Convergence: the briefing-document pattern. Claude Code established CLAUDE.md as a project-root convention; Gemini CLI followed with GEMINI.md, and Codex CLI adopted AGENTS.md. All three work the same way: markdown in the project root, re-injected on every turn, hierarchical loading from global → project → sub-directory. This is no longer a contested design choice — it is the standard shape.
Convergence: compaction as a primitive. Claude’s /compact, Gemini’s /compress, and Codex’s /compact all solve the same problem with broadly the same technique (summarize the history, replace it with the summary, keep the briefing doc intact). Auto-compaction thresholds vary but the mechanism converges.

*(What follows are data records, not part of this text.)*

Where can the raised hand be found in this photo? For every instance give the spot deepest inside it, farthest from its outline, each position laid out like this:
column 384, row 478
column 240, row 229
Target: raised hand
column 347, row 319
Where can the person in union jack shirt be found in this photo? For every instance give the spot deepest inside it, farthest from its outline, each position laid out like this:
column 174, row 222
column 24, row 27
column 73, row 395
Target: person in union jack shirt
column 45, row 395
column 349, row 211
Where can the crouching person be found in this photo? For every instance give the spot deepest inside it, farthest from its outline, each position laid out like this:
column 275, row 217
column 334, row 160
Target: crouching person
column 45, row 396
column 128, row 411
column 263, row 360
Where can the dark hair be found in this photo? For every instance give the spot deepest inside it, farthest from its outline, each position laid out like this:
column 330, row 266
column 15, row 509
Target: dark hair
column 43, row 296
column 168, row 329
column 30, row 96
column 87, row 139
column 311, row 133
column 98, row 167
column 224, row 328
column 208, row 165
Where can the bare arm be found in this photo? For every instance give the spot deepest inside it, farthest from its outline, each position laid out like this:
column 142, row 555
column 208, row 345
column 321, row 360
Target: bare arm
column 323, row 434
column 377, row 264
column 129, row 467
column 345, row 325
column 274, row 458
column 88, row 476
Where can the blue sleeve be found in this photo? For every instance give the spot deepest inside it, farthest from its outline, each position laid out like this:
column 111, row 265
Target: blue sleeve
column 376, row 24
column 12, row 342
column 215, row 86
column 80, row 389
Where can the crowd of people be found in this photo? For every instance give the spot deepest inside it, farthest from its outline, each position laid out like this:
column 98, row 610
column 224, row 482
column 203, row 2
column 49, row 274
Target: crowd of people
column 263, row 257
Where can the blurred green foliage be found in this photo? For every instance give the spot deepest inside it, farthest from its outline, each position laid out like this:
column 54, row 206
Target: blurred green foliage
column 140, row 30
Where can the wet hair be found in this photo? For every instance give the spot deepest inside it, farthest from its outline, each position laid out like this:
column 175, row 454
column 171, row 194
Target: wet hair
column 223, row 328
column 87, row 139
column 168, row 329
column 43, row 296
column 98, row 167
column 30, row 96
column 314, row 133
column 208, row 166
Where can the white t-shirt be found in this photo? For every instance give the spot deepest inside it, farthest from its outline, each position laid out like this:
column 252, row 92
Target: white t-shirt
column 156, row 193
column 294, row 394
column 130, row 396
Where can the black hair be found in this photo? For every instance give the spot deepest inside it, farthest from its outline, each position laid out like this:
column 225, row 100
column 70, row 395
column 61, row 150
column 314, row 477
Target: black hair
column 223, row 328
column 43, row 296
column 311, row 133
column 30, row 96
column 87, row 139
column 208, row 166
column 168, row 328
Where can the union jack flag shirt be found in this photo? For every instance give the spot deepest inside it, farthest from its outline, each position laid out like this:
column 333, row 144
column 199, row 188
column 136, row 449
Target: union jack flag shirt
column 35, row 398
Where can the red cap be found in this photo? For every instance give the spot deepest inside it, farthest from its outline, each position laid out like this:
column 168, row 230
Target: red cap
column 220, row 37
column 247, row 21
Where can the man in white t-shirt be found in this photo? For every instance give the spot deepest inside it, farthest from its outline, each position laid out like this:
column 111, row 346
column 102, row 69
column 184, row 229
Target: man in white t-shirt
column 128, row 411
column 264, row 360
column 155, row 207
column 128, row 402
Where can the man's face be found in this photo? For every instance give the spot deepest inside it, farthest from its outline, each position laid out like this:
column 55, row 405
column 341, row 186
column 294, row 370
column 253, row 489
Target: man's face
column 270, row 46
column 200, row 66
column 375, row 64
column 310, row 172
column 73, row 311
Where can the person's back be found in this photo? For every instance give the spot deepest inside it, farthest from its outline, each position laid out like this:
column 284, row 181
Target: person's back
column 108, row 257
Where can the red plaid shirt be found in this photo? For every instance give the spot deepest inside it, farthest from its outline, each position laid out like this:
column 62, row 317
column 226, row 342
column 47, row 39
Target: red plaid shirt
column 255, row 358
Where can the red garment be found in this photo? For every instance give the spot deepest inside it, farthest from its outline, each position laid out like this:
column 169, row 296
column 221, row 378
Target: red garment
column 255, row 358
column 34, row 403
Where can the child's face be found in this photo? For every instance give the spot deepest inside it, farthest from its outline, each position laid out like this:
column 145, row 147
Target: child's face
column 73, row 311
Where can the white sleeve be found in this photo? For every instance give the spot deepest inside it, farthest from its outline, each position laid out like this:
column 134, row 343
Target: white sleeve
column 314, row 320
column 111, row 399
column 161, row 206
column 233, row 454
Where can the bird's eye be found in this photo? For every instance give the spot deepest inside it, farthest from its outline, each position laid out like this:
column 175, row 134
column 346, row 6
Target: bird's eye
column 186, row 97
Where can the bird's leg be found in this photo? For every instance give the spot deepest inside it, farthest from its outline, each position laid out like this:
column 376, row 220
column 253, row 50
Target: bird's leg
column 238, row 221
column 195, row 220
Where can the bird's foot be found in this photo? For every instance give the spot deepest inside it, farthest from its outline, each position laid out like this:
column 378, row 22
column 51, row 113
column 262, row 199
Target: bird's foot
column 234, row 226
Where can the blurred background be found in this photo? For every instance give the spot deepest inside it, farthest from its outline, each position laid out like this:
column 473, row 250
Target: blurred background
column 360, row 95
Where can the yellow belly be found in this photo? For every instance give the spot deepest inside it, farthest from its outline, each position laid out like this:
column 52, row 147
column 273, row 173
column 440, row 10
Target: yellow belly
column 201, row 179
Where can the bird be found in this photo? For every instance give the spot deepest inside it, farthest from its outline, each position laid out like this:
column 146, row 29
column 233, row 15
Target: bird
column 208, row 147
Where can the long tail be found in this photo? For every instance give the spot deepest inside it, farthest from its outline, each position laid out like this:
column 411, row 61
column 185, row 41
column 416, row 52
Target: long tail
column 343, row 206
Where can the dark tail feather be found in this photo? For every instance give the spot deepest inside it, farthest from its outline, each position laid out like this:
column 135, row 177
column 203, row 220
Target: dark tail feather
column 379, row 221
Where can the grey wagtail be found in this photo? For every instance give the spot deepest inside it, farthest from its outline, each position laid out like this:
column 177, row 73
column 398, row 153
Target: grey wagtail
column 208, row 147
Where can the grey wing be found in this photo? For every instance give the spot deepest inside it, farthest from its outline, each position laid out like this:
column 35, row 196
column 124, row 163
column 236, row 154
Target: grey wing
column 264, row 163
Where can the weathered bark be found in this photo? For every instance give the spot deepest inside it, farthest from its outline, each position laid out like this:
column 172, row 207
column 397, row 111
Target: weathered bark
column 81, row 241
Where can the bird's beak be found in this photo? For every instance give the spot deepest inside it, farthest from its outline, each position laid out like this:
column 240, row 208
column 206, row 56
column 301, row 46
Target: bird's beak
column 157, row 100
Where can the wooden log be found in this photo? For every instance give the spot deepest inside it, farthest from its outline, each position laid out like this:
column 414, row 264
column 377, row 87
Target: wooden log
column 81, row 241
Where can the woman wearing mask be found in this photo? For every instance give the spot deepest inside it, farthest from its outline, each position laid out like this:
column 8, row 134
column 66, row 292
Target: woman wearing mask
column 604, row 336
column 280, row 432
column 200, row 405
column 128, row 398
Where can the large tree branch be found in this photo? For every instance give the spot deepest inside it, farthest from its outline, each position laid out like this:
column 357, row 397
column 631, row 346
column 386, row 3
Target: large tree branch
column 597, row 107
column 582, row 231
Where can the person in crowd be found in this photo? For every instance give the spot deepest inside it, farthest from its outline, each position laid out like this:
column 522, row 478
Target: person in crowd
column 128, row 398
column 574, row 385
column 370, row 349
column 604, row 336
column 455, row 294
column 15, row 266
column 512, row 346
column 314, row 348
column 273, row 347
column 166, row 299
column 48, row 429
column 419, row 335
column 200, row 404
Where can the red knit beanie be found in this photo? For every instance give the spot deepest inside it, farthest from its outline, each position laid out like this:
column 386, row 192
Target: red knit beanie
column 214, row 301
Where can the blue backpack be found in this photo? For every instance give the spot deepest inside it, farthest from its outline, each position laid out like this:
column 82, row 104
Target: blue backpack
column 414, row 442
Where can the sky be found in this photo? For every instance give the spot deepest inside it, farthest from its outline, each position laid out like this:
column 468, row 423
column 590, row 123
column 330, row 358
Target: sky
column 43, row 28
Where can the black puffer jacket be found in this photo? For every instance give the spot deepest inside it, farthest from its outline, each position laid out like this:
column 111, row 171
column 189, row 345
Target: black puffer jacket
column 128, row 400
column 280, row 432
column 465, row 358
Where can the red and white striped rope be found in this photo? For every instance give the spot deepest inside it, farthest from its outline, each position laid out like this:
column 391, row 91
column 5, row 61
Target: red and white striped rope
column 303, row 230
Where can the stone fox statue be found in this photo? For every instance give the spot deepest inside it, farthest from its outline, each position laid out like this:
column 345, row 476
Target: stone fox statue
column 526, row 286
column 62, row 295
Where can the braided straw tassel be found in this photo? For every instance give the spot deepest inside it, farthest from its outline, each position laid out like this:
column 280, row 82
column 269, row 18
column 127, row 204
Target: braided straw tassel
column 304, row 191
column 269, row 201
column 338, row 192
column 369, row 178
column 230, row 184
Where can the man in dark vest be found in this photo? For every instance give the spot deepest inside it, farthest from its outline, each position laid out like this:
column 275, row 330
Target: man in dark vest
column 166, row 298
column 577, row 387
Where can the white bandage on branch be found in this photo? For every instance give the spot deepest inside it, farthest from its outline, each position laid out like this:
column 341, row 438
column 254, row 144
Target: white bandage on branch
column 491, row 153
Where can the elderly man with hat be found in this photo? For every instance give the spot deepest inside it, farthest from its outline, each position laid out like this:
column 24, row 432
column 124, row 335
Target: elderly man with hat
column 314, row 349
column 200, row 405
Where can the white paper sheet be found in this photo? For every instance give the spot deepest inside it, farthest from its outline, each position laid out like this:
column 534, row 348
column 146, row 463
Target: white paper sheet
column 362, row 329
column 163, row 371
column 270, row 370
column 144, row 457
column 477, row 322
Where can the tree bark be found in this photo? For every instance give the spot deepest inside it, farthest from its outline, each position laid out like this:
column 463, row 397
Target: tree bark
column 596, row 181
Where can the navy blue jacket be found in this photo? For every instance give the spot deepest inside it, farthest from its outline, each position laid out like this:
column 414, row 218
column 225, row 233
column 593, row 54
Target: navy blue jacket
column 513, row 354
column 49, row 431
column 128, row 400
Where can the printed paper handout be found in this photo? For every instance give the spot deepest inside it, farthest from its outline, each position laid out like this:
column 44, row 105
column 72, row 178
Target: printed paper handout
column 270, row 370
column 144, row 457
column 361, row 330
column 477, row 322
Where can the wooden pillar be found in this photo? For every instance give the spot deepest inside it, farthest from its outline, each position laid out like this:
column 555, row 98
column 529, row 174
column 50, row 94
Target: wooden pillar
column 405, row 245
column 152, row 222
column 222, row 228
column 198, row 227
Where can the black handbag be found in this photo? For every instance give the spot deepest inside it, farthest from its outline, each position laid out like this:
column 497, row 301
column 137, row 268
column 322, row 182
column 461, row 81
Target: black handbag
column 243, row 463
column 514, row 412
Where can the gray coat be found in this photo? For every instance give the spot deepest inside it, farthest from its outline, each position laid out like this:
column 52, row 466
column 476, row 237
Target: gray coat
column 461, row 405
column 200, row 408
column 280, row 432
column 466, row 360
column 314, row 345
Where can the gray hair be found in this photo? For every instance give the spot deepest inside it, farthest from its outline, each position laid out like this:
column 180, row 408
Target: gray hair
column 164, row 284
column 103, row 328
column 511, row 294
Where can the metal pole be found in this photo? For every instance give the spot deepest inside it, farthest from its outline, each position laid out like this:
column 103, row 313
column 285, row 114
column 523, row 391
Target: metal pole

Divergence: compaction implementation strategy. Three distinct approaches are in play. Claude performs two-phase compaction: it clears stale tool outputs first, only summarizing conversation if the first pass is insufficient. Gemini has shipped a union-find clustering alternative that resolves summaries asynchronously off the blocking path. Codex does a more direct summarize-and-replace. All three land at “shorter history, same briefing doc,” but the fidelity curves differ. Quality comparisons across tools are sensitive to which strategy applies.
Emerging: horizontal scaling. The pattern of running many parallel short sessions — rather than one long session — originated in Claude Code’s community and is spreading. The principle is general (conversations degrade over time, so keep them short and bridge with artifacts), but the tooling is still Claude-first: claude --worktree for git isolation, --continue / --resume / --from-pr for session management. Gemini and Codex have the primitives in pieces but not yet as a coherent workflow. Expect convergence here within 12–18 months; in the meantime, the pattern is portable if you’re willing to manage the plumbing yourself.
Emerging: subagent delegation. Spawning a child agent with its own context to handle a bounded sub-task is a Claude Code feature today. It is a natural next step for agent design — the research context does not pollute the parent session. Gemini has announced direction on this; Codex has not. Pattern not yet convergent.
Quick reference
- Context degrades non-linearly — manage it actively; do not wait for a hard limit.
- Observe before acting. Every CLI has a fill indicator; use it.
- Two-failure rule: after two corrections, clear and restart with a better prompt.
- Compaction is a three-step protocol (write down what matters → compact with focus → verify recall), not a reflex.
- Briefing document is the only context that survives every boundary. Budget it aggressively.
CURRENT_WORK.md+ frequent commits give you cheap session continuity without relying on compaction.- Horizontal scaling (many short sessions + artifacts) beats deep-context for most work.
- Window size is diverging across tools; window effectiveness is more convergent. Write for effectiveness, not ceiling.